Went Deer hunting with my Crossbow yesterday evening. Sat where two lanes come together seen a Doe but couldn't get a shot. Spike came through the brush about 6:30 I shot him but made a bad hit. So went home let him lay over night.

Went out at daylight didn't find any sign but knew he went down hill. Came to real thick brush,decided he might have made it all the way to the bottom so went down there was walking along looking down the hill,look back up there he was.

Coyotes had ate a little on his head but he was still in good shape.

Got him cut up and in the Freezer.

rockpile


----------



## GREENCOUNTYPETE (Jul 25, 2006)

really surprised they went after the head , usually they head right for the hams 

wonder if it wasn't completely dead yet and still kicking at them , and they finished him and you got there just after and scared them off.


----------



## rockpile1 (Aug 24, 2016)

GREENCOUNTYPETE said:


> really surprised they went after the head , usually they head right for the hams
> 
> wonder if it wasn't completely dead yet and still kicking at them , and they finished him and you got there just after and scared them off.


Yes I know but it worked out. There was another Guy out there hunting when I was looking for him. I told the Guy I was sorry for messing his hunt up. He said it wasn't me that his cousin had just called saying he had shot a Deer and needed help finding it.

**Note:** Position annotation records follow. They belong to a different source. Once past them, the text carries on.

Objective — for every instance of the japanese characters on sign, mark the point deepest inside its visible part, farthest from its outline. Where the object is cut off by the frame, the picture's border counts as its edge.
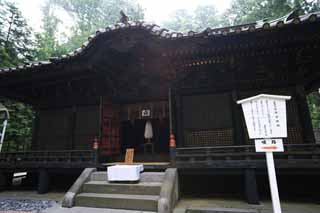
(269, 145)
(146, 113)
(265, 117)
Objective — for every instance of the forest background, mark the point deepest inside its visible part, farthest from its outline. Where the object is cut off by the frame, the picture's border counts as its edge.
(20, 44)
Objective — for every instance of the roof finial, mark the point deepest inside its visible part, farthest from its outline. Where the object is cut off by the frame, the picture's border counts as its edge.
(124, 18)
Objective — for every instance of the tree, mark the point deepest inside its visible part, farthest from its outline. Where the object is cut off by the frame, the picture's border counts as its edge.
(247, 11)
(15, 36)
(15, 48)
(91, 15)
(47, 42)
(200, 19)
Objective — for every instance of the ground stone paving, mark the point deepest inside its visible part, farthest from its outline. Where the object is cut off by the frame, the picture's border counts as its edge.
(24, 204)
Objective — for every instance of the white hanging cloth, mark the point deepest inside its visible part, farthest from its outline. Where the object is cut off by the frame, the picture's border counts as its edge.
(148, 132)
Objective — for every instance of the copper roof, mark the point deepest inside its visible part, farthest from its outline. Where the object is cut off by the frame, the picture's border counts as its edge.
(162, 33)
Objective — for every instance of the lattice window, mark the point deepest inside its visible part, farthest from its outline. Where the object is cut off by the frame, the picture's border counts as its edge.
(208, 137)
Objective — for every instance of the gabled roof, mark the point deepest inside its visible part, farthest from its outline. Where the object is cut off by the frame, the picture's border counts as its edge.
(162, 33)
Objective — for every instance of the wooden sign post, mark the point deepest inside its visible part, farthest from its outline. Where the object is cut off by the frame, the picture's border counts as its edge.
(266, 121)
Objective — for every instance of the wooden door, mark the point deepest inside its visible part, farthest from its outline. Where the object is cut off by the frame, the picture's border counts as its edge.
(110, 141)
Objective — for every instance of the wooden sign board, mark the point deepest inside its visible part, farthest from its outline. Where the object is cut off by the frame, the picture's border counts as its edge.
(129, 156)
(269, 145)
(265, 116)
(146, 113)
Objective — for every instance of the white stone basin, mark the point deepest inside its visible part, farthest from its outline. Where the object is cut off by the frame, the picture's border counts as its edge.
(124, 172)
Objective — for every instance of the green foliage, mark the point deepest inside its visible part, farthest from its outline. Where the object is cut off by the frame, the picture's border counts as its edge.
(90, 15)
(15, 48)
(313, 100)
(202, 18)
(15, 36)
(47, 44)
(248, 11)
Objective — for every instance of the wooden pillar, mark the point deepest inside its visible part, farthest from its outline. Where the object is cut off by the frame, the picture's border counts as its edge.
(35, 130)
(304, 115)
(43, 181)
(179, 120)
(238, 128)
(172, 140)
(71, 145)
(5, 180)
(251, 189)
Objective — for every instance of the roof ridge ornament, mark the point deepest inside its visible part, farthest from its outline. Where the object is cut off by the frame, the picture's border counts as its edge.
(124, 18)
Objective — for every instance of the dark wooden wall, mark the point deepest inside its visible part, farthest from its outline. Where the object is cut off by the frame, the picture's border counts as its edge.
(67, 128)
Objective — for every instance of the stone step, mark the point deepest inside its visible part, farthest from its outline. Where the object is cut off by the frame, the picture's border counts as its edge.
(144, 177)
(118, 201)
(141, 188)
(219, 210)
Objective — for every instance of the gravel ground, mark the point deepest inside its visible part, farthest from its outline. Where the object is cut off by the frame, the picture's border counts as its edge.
(24, 204)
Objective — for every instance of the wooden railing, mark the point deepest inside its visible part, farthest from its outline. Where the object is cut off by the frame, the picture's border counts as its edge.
(62, 157)
(245, 153)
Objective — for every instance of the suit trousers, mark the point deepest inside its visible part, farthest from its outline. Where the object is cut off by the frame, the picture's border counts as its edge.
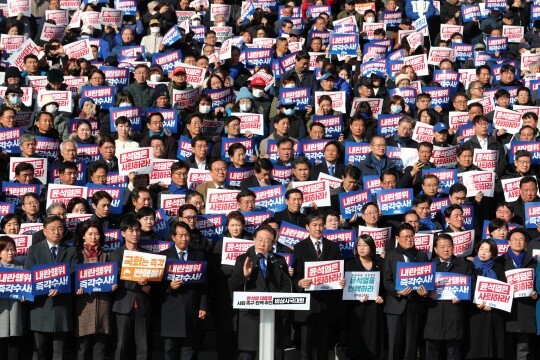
(132, 327)
(50, 342)
(403, 335)
(178, 349)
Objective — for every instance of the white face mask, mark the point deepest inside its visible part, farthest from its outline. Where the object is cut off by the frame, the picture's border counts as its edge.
(51, 108)
(245, 107)
(155, 77)
(258, 92)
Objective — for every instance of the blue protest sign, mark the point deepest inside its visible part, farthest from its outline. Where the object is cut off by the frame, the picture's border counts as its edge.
(96, 277)
(414, 275)
(49, 277)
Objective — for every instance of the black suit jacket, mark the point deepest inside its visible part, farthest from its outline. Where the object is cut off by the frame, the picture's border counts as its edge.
(323, 303)
(180, 307)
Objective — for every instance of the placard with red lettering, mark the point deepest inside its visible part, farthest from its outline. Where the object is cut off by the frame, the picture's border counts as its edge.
(324, 275)
(522, 280)
(413, 275)
(47, 277)
(137, 160)
(486, 160)
(59, 193)
(381, 236)
(493, 293)
(476, 181)
(141, 266)
(221, 201)
(232, 248)
(317, 192)
(96, 277)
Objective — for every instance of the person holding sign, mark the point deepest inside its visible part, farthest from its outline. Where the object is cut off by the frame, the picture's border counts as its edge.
(403, 308)
(445, 320)
(51, 314)
(94, 320)
(521, 322)
(259, 270)
(486, 325)
(184, 305)
(317, 323)
(365, 319)
(12, 319)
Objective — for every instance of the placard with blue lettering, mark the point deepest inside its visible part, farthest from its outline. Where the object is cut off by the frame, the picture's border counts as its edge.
(394, 201)
(227, 142)
(313, 150)
(13, 191)
(300, 96)
(116, 76)
(450, 286)
(290, 234)
(350, 203)
(9, 140)
(333, 125)
(167, 60)
(188, 272)
(16, 284)
(96, 277)
(49, 277)
(496, 44)
(116, 193)
(270, 197)
(211, 226)
(532, 215)
(105, 96)
(413, 275)
(343, 44)
(220, 97)
(356, 152)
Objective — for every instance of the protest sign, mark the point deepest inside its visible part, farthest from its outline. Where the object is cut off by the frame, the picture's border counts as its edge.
(324, 275)
(361, 284)
(140, 266)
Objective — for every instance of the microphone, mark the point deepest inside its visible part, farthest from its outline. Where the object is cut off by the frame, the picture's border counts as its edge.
(282, 267)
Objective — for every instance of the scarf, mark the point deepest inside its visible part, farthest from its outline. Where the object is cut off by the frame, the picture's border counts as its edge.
(92, 252)
(518, 259)
(428, 223)
(379, 165)
(410, 253)
(485, 267)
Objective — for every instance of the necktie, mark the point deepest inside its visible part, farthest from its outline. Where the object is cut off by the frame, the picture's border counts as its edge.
(262, 265)
(53, 253)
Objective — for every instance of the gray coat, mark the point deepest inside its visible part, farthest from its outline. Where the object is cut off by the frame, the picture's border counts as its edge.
(51, 314)
(13, 315)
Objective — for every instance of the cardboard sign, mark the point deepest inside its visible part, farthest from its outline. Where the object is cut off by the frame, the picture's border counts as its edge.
(359, 284)
(413, 275)
(232, 248)
(450, 286)
(324, 275)
(477, 181)
(221, 201)
(48, 277)
(96, 277)
(141, 266)
(317, 192)
(15, 284)
(494, 293)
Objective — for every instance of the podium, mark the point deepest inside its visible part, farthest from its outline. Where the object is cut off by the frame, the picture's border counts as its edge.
(268, 303)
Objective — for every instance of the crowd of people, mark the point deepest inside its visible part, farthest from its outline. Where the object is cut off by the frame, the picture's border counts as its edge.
(191, 84)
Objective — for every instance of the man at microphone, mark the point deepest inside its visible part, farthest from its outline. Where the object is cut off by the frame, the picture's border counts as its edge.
(259, 270)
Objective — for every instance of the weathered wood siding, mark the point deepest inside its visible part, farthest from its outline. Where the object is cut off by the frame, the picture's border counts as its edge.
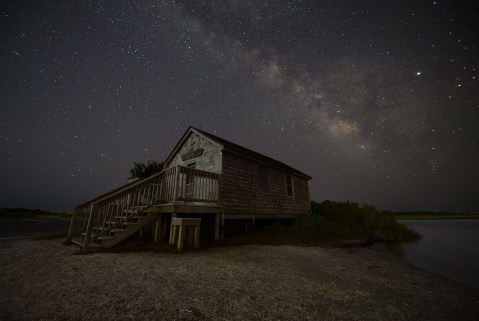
(240, 191)
(209, 160)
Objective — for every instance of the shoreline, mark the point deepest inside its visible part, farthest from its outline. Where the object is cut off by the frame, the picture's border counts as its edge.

Now I go get a Doe will really have enough but might try and get one during Firearms Season give us plenty.

rockpile


----------



## Fishindude (May 19, 2015)

Lucky for you.
If we leave a deer lay out overnight, there is a very solid chance we will have nearly nothing in the AM after coyotes get done. Saw this last year and the year prior when friends made marginal hits.

Glad you made a recovery!


----------